The current situation regarding the Alpine cultural landscape is marked by a peculiar gap between ‘appreciation’ and ‘value creation:’ while the society at large and tourists in general still appreciate Alpine scenery in Switzerland, the Alpine landscape is losing its long-standing relevance as a source of production because of the changing focus of the economy. The main reason for this development lies in structural pressure and sharply increased economic competition since the beginning of the 1990s. The reflection of this development can be seen in demographic changes and in new production systems. Local economies—in particular in some valleys in the inner Alpine area which rely heavily on agricultural resources—face increasing challenges in their struggle for existence. Very low (or even negative) population growth rates and a significant decline in job opportunities in these particular regions are becoming fairly visible effects.

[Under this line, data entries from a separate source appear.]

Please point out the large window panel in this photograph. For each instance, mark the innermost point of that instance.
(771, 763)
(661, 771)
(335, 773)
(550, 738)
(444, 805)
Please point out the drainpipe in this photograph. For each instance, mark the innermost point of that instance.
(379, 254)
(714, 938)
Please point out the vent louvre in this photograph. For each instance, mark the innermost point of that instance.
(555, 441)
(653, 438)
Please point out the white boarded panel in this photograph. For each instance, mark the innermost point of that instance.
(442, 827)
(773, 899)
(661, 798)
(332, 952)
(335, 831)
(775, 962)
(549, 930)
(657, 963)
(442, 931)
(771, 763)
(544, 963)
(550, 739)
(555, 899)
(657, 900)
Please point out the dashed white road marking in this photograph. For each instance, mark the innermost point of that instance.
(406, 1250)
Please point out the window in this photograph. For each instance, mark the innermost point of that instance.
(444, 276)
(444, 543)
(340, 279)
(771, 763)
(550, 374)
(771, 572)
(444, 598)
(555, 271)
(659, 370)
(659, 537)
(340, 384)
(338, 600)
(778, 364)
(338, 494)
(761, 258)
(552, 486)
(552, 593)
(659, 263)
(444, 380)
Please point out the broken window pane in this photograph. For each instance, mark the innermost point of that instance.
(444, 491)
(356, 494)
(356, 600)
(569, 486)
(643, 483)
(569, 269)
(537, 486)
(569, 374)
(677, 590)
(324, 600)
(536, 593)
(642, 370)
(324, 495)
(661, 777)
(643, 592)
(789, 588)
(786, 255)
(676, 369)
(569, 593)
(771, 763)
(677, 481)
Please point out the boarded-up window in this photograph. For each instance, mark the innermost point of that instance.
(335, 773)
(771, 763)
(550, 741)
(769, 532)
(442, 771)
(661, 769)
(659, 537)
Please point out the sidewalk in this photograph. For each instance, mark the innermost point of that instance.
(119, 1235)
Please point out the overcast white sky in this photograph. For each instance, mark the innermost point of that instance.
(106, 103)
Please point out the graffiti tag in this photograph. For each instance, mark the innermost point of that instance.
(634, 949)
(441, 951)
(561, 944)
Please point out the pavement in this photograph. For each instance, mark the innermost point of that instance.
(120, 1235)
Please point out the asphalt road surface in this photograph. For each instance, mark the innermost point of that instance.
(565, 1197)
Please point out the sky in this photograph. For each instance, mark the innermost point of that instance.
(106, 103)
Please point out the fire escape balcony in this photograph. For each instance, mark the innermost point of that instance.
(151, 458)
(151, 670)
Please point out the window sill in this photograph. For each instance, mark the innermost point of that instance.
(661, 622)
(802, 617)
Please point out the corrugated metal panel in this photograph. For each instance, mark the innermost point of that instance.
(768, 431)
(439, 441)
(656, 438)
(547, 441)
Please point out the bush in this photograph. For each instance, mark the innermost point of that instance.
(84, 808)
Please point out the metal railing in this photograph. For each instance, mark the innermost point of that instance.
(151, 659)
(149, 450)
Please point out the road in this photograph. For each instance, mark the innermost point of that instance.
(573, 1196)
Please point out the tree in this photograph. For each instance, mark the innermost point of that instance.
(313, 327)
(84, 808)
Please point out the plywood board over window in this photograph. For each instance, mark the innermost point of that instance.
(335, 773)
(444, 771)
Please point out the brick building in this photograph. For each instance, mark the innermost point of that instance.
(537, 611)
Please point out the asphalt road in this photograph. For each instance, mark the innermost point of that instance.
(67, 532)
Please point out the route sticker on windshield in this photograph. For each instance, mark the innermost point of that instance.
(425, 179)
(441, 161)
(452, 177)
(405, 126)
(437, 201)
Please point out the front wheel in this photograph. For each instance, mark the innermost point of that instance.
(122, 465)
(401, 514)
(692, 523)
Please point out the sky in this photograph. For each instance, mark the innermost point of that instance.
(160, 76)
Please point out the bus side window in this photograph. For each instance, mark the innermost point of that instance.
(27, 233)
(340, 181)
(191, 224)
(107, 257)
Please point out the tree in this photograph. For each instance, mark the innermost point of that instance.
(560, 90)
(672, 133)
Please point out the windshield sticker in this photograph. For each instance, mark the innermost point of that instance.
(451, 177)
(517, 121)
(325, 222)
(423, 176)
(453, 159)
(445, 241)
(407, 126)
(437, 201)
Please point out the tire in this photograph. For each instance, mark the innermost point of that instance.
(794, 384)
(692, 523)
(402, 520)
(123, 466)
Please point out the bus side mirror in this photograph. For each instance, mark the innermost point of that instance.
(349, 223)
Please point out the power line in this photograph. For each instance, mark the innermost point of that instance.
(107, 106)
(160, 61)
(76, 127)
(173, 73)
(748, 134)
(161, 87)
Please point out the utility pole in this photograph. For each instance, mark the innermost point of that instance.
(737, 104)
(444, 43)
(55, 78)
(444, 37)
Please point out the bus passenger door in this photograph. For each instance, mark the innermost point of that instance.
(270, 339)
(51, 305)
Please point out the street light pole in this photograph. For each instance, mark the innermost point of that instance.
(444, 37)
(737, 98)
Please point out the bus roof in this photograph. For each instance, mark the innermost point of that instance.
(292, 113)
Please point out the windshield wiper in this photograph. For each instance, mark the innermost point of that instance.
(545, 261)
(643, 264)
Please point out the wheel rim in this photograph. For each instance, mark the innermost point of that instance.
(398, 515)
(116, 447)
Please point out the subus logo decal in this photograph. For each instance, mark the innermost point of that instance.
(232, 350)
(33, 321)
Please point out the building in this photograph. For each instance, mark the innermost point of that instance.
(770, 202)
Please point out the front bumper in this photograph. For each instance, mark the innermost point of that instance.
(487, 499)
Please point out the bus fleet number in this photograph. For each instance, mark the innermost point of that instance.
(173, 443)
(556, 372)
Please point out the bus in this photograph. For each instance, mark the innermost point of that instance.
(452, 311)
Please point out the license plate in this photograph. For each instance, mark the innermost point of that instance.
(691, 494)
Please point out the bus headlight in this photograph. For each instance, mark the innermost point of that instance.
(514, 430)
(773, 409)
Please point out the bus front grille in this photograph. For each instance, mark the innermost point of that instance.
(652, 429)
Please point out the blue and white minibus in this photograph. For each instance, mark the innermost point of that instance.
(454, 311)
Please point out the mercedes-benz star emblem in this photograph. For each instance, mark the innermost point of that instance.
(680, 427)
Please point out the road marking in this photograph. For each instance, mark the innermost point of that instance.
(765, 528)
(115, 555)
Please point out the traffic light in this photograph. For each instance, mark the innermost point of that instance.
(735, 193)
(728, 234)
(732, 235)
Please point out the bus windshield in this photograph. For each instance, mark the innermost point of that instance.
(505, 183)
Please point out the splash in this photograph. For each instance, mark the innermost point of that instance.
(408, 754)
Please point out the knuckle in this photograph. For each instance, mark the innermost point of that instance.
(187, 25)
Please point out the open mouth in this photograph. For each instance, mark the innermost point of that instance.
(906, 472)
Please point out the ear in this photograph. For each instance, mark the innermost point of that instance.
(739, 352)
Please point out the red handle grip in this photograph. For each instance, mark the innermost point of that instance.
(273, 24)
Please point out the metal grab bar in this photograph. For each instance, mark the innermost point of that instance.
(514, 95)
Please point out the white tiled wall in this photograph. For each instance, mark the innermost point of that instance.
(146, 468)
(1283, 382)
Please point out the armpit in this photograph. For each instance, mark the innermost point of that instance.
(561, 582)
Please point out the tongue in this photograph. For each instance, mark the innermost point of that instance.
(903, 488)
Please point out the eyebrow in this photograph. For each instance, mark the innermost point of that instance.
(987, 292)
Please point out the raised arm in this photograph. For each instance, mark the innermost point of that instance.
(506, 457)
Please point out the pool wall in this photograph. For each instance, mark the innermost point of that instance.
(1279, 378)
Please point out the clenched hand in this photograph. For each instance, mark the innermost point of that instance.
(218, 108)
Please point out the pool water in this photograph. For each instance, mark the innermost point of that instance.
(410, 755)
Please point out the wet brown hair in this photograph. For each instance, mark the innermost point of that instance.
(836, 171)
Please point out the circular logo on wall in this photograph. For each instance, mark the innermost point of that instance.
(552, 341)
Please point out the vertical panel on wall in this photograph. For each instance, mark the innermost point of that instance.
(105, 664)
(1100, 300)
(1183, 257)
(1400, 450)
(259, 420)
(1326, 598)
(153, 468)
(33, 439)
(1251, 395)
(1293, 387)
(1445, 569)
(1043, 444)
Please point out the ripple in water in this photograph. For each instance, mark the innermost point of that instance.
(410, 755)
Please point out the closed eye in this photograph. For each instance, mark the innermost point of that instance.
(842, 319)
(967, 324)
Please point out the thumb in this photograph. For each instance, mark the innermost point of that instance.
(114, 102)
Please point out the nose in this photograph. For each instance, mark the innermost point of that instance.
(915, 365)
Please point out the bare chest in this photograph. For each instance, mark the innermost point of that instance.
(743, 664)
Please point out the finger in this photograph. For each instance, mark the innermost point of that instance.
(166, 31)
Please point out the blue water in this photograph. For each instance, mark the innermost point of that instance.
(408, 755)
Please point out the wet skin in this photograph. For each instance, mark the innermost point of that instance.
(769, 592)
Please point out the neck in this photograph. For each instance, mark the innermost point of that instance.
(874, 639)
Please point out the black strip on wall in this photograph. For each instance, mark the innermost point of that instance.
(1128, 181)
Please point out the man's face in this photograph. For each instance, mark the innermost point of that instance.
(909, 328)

At the same time, high transfer payments from the federal government flow into Swiss mountain areas in order to support mountain farming, which is rapidly losing its traditional role as a leading industry. In recent years, a simultaneous redesigning of the main goals and functions of rural areas has taken place, in the direction of an ecologically balanced environment and recreation area for urban agglomerations.

In addition, there is another problem to be solved: uncoordinated governmental sectoral policies (such as environmental policy, regional development policy, agricultural policy, etc). This problem complicates or even impedes focused, goal-oriented development under a well-defined guiding idea. With new programs, the federal government and the cantons (ie states) are looking for innovative ways of devising new solutions.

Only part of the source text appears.